- Is there a set answer/method for the Computer Science pre-release tasks?
- What are the software requirements for IGCSE Computer Science?
- When will the pre-release material for IGCSE Computer Science be available and how do I access it?
- What programming language should students use?
- For this syllabus (last examination in 2022) how many bytes are there in a KB?
- For the new syllabus (first examined in 2023) when candidates are asked to perform calculations or conversions as part of their answer?
- Input and output devices - for the new syllabus first examined in 2023, are candidates still expected to know how each device physically functions as it is with the current syllabus last examined in 2022?
The pre-release tasks are open ended to allow more-able students to expand their program or programs. They can also be interpreted in different ways, as there is no one single solution to the tasks. The purpose of the tasks is to allow students to develop their problem solving and programming skills, to create a suitable solution(s) to the tasks. As you will see in the Mark Schemes of previous papers, the answers shown are only one example of a suitable solution. Please be aware that the pre-release tasks are live examination material so we are not in a position to answer specific queries relating to them.
For Cambridge IGCSE Computer Science students must have experience of using a high-level programming language, such as Visual Basic, Pascal/Delphi or Python (chosen by the school).

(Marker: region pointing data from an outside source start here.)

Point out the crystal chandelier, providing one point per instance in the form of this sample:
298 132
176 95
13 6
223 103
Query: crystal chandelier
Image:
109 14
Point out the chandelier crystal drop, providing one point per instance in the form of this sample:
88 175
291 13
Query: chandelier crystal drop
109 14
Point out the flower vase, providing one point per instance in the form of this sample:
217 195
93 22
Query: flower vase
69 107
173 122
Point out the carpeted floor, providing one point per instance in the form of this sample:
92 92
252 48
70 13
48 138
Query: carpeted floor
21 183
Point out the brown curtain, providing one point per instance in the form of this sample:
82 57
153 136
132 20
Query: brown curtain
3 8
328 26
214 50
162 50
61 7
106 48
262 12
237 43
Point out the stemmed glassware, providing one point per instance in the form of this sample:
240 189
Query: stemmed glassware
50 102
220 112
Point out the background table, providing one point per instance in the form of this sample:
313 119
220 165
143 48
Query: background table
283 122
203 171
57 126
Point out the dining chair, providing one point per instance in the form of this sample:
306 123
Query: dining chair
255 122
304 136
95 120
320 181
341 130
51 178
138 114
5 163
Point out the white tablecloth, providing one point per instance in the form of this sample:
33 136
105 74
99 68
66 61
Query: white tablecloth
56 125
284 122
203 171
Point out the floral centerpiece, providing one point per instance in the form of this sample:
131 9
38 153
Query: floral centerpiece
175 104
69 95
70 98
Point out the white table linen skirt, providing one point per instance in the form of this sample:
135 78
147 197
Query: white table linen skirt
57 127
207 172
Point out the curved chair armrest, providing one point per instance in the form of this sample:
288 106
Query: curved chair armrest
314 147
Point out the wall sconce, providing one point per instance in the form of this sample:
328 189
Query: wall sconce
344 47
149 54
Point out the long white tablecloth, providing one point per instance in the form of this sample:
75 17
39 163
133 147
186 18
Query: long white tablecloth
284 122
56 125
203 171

From 2023 onward pre-release materials are no longer required for IGCSE Computer Science (0478) and IGCSE 9-1 Computer Science (0984).
This is outlined in the ‘Changes to this syllabus for 2023, 2024 and 2025’ section at the back of the 2023 – 2025 syllabus document for each subject.
Centres are free to use any high-level procedural language of their choice, the ones mentioned in the syllabuses are just the most popular choices. The choice is normally down to the experience of the candidate or teacher’s experience in teaching the language to candidates. The pre-release can be undertaken in any high-level procedural programming language, again the choice is down to the centre/candidate. We would recommend that candidates learn a full high-level procedural language such as Python or Visual Basic, so that they have good foundations for their future coding and are able to understand programming code questions within Paper 2.
Candidates should be taught to use the division/multiplier of 1024 for the IGCSE Computer Science syllabuses. However, in the examination, where candidates do not have access to a calculator, candidates are permitted to use division/multiplication by 1000 in their examination calculations.
Candidates should be taught to use the division/multiplier of 1000 and 1024 at the appropriate time for the IGCSE Computer Science syllabuses.
Candidates will be told which suffix to use, for example an answer must be in KB or KiB. If they are told KiB then they will need to use 1024. If they are told KB then they will need to use 1000.
Input and output devices - for the new syllabus first examined in 2023, are candidates still expected to know how each device physically functions as it is with the current syllabus last examined in 2022?
For the current syllabus last examined in 2022, candidates need to know how each device operates. For example, how does an input device scan a barcode and convert it to digital?
However, for the new syllabus first examined in 2023, candidates only need to understand what each device does, why it does it, and when it might need to be used, but not how it physically functions.